И была у них Машенька - тихая и скромная работящая девушка. И вот когда весной 1923 года Анна Федоровна похвасталась, что её сынок Максим решил жениться, к ней подошел новый глава села, Федор Лукьянович, да завел разговор:
- Ты, Анна, слышала, что у Котовых девчонка есть на выданье? - спросил он, сидя за столом и попивая квас из глиняного кувшина.
- Это те Котовы, что в Тархани живут?
- Так и есть.
Анна Федоровна тяжело вздохнула и посмотрела на Лукьяновича.
- Так не рановато ли ей на выданье? Небось, еще и семнадцати нет, молоденькая совсем.
- Помнится, когда я на своей Дарьюшке женился, так она еще моложе была. Не о том я, Анна Федоровна... Ты бы присмотрелась к невесте. Девчонку знаю хорошо, работящая, покладистая, тихая. О такой невестке только мечтать. Да вот приданого у неё нет. Совсем нет.
- Откуда же там приданое, коли каждый рот лишний? - вздохнула женщина. - Только молода больно.
- Так ведь и хорошо! - обрадовался Федор Лукьянович. - Вырастишь её, воспитаешь так, как тебе надо. Давай мы с тамошним старостой сговоримся, да работу какую совместную заведем, так и сведем Максима твоего и Марьюшку.
- Подумать бы мне надобно, Федор Лукьянович, - женщина в сомнении покачала головой.
- Думай, думай. А еще вспомни, что соседка ваша, Ленка, на Максима твоего глаз положила. Мечта, а не невеста, - с сарказмом оскалил он зубы, а Анна Лукьяновна шутливо замахнулась на него полотенцем.
Да уж, разбитную молодую вдову она ни за что в невестки не хотела.

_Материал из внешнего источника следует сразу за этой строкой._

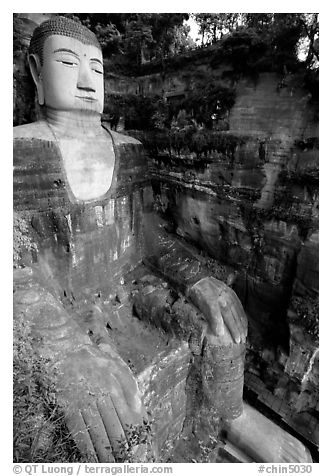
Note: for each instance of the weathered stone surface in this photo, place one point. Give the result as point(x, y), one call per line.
point(163, 385)
point(277, 446)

Вышло так, как и планировал Федор Лукьянович. Вместе с начальством из соседнего села затеяли они вырубку молодых деревьев вдоль реки, так как слушок пошел, что мост новый скоро станут строить. И всячески подсобили "сводники", чтобы Мария и Максим как можно чаще наедине бывали. То за водой их на телеге пошлют, то дрова вместе они отвозили к старому дяде Фоме, то внезапно Федор Лукьянович сомневался - закрыл он сельский совет, али нет, и просил молодежь сбегать да посмотреть. Вот так и сблизились молодые. Мария краснела, смущалась. Робок был и Максим. Но как работа закончилась, так и попросил он мать сватов заслать в дом Котовых.

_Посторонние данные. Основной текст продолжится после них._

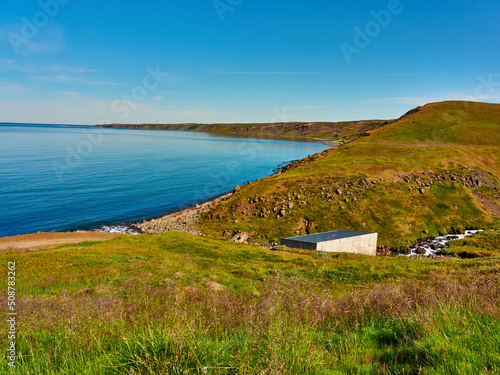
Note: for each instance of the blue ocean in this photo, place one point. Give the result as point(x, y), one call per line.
point(64, 177)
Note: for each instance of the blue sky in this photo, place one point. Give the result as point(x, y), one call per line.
point(88, 62)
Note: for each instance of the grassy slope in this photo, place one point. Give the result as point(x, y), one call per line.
point(336, 131)
point(181, 304)
point(432, 143)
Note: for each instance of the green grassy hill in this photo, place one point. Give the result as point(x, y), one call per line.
point(434, 169)
point(182, 304)
point(175, 303)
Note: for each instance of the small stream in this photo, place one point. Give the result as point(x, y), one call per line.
point(433, 244)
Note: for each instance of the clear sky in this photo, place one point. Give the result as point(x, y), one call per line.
point(87, 62)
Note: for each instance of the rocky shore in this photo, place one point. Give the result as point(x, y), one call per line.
point(183, 221)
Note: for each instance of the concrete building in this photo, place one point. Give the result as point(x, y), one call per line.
point(336, 241)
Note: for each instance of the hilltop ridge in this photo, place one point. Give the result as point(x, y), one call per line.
point(433, 170)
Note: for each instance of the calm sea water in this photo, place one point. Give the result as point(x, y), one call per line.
point(60, 178)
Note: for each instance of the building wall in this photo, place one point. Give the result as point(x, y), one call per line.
point(364, 244)
point(297, 244)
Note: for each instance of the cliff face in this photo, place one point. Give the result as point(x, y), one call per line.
point(342, 131)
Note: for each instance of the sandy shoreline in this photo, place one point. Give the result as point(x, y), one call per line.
point(41, 240)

Сговор состоялся через месяц, а там уж и скромная свадьба, наряд для которой Мария сшила себе из старого материнского сарафана, да Анна Федоровна дала ей белый платок, вышитый цветами.
****
На следующее утро Мария встала до зари. Разожгла печь, поставила кашу, накормила птицу. Анна Фёдоровна наблюдала за невесткой тихо и незаметно. А когда она вышла в горницу и поздоровалась с молодой хозяйкой, та тихо произнесла:
- Доброго утра, Анна Фёдоровна.
- Мама. Называй меня мамой, - мягко и нежно произнесла она. - Мне кажется, так будет правильнее, дочка.
- Доброе утро, мама, - произнесла Мария и улыбнулась. Она хоть и меньше суток всего здесь, но уже чувствовала себя счастливой в этом доме. За стенкой еще спал муж, который был ласков с ней и нежен, а рядом с ней сейчас стоит свекровь, которая дочкой называет. Зря сестра говорила, что все свекрови с невесток три шкуры спускают - Анна Федоровна совсем другая.
Вечером, вернувшись с работы, Анна Федоровна с улыбкой наблюдала как молодые сажают яблоньку у дома.
- Вот, мама, - улыбнулся Максим. - Дом подправил в прошлом году, дерево посадил, осталось и сына родить.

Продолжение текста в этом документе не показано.